I’ve been up since 3am. All my fears, anxieties, disappointments, and failures snap and snarl at me at 3am, denying me sleep, denying me peace. I laid in bed, tossing an turning, reviewing them all in my mind, reminding myself of all the reasons I’m not good enough, all the mistakes I’ve made, all the ways I don’t live up to my own expectations and all the ways I fall down, all the things I am afraid of, because I couldn’t help myself.
Finally, at 4:30 I gave up, turned on the light and decided to do something constructive. Wrote out my training intro for the break out session I’m giving at the staff conference and made a to-do list for it to get done today. So many little details, and I feel like I can’t keep track of them all… Writing it out relieved some anxiety. Getting them down on paper. Though being up so early means that today I will be fuzzy, when I need to be sharp. Oh well. I have my list. All I have to do is plod down it, mark things off.

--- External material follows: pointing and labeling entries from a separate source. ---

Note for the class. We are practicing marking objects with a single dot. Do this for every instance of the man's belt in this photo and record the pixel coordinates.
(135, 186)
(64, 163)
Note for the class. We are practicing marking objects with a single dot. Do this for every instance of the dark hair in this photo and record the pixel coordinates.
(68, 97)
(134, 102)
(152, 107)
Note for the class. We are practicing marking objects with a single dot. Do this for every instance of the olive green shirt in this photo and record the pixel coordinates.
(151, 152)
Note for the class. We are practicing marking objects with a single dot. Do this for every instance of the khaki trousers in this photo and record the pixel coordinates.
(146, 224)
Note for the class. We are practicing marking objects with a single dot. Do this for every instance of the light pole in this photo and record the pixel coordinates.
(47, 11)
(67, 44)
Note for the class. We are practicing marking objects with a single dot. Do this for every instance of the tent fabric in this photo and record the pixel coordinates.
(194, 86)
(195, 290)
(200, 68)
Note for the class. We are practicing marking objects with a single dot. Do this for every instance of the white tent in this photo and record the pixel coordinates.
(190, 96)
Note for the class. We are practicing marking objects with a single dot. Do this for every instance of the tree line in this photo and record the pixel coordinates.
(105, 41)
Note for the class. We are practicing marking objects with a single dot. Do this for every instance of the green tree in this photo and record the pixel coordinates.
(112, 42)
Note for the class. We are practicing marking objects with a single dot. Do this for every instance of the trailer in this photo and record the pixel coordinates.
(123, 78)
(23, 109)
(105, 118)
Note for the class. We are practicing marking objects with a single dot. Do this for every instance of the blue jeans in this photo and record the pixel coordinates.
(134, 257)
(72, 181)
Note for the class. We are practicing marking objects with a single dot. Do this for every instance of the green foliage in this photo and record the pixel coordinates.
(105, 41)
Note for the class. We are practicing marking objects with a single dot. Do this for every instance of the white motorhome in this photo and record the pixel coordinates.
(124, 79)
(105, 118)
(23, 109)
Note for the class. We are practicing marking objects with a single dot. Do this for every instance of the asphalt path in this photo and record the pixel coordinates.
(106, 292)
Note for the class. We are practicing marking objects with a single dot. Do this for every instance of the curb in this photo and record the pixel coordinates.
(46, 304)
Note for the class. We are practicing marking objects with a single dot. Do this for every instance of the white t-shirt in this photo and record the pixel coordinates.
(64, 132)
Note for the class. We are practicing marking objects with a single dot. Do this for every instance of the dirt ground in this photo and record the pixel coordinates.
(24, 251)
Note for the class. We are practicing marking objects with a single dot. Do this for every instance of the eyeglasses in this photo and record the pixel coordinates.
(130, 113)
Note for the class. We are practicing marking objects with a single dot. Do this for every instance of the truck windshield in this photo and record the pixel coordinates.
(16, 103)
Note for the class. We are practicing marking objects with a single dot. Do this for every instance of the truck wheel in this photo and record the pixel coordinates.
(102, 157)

Then I turned over and woke Ad with my mouth on his cock. I like doing that for him, but seldom do, being the selfish “just let me sleep fifteen more minutes” girl that I am. I think he was pleasantly surprised. Though when I stayed awake after I was done he kicked me out of bed so he could go back to sleep. “Go work off some energy,” he said. So I did, and worked out to the new Jillian Micheals (sp?) DVD that he got me the other day. Damn that bitch can work out. About killed me. In fact I am a bit queasy, even now. And tired. Fuck I am tired.
Maybe…now…a half hour nap before I have to get ready for work.